Host Brand as a simplification tool.

Cash Without brand, most B2B companies are too complicated to understand. Brand organises the chaos. The CEO is the resident chief storyteller. When we do a brand project, my laser focus is giving the CEO a new story to tell. That cascades into the organisation like a waterfall.

Host Workday as the B2B benchmark today.

Cash Workday were posting a $220 million loss in 2023. They used the Super Bowl to launch a campaign with rock stars: Ozzy Osbourne, Billy Idol. They went after the human interest at scale. They captured the hidden buyer inside an organisation, not just the targeted buyer. Three years later, $770 million profit. The brand did not do that alone, but something happened in the background that built confidence.

Host Future cash flow and the 95-5 rule.

Cash Future cash flow. When buyers are not in market, they are still making decisions about which vendors they will use later. Big brand campaigns earn the emotional yes and the trust yes for that day.

Host AI and humanisation.

Cash The AI conversation has helped agencies like ours. A line in the sand between what AI can do and what humans can do. Leaders are now investing in their personal brand and presence inside the sales cycle. People are turning back to events to eyeball each other and make the emotional connection. The split between AI-assisted output and human connection is becoming the question.

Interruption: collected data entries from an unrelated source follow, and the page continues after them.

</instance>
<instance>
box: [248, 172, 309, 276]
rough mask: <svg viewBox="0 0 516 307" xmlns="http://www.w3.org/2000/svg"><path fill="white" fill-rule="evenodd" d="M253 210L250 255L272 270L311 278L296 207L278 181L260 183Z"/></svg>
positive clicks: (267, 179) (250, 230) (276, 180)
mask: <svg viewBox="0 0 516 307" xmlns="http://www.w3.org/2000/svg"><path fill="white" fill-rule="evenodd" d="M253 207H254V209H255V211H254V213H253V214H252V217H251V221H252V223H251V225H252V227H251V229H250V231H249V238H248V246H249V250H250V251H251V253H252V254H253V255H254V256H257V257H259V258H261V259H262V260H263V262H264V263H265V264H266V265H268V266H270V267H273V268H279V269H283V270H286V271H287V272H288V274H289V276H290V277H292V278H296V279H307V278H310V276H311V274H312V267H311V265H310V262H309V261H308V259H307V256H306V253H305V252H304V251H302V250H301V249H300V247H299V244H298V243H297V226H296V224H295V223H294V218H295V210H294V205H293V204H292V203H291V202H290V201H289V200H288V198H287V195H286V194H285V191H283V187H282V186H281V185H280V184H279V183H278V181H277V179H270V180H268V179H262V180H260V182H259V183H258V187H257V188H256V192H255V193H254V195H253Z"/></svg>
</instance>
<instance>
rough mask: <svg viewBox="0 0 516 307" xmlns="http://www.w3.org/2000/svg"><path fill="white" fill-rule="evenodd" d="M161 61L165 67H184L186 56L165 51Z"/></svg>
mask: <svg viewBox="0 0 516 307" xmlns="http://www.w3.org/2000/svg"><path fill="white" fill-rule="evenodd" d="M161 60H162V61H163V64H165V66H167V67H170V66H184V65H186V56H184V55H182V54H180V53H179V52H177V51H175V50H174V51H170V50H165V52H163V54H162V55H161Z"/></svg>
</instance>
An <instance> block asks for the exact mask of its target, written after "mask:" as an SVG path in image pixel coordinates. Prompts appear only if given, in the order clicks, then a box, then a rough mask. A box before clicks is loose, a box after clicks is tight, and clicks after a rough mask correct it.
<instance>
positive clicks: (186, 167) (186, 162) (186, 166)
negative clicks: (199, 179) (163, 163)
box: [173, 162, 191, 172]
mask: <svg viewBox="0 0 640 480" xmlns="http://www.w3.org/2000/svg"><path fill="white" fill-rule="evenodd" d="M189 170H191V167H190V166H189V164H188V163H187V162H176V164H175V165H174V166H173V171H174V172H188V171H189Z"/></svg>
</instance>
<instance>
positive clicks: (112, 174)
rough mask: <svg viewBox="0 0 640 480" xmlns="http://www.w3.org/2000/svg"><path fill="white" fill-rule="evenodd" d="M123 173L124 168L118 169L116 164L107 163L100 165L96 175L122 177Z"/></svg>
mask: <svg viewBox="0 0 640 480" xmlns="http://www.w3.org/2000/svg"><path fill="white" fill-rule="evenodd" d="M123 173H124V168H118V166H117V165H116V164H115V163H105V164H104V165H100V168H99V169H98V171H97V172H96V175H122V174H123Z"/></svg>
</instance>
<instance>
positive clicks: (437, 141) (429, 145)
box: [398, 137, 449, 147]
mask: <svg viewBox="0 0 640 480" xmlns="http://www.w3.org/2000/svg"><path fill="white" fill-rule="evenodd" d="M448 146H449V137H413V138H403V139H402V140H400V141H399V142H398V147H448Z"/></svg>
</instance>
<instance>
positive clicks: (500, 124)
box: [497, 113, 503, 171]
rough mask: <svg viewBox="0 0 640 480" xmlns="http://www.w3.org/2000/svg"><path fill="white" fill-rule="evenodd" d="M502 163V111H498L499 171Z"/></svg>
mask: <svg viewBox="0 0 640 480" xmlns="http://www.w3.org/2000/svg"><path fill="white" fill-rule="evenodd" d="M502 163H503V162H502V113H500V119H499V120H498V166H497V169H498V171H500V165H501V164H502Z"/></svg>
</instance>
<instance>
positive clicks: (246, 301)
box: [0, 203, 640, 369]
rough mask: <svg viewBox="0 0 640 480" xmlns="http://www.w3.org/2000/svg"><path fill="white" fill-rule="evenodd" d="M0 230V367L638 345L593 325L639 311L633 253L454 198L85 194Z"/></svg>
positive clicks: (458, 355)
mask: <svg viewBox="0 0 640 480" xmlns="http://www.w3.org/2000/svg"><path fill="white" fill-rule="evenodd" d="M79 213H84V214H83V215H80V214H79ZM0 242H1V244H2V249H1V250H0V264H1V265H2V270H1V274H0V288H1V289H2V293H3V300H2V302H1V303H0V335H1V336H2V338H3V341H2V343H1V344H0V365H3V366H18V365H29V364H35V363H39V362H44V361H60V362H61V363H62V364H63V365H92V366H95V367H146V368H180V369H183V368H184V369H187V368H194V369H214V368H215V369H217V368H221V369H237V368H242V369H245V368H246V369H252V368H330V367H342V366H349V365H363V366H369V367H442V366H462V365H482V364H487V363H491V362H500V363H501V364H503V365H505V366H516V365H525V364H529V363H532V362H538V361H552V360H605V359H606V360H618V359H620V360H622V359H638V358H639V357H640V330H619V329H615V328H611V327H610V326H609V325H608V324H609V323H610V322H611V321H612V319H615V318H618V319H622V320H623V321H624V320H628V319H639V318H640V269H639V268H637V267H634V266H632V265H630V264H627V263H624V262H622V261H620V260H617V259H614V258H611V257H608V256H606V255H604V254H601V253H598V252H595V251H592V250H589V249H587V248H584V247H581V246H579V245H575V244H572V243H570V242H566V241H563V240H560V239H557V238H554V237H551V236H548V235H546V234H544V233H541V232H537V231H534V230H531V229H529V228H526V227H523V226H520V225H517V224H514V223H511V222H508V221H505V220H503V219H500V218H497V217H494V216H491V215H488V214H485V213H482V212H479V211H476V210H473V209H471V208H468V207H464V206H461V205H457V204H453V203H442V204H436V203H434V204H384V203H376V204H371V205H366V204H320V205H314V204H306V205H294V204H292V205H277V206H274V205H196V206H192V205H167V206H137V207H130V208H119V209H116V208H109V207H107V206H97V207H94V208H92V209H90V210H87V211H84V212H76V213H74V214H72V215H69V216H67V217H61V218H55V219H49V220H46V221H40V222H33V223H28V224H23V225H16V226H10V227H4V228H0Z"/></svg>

Host A B2B brand doing great marketing today.

Cash Workday. Standout example.

Host Most overrated trend.

Cash That AI can solve everything at the click of a button.

Host One thing marketing leaders should understand better.

Cash Human psychology. Biopsychology. Go deep. That is where all the answers are.

Host Advice to a younger marketer.

Cash Do not get lost in the detail of the product or the domain expertise. Understand the human psychology of how people buy, internally and externally. That will always keep you in a good place.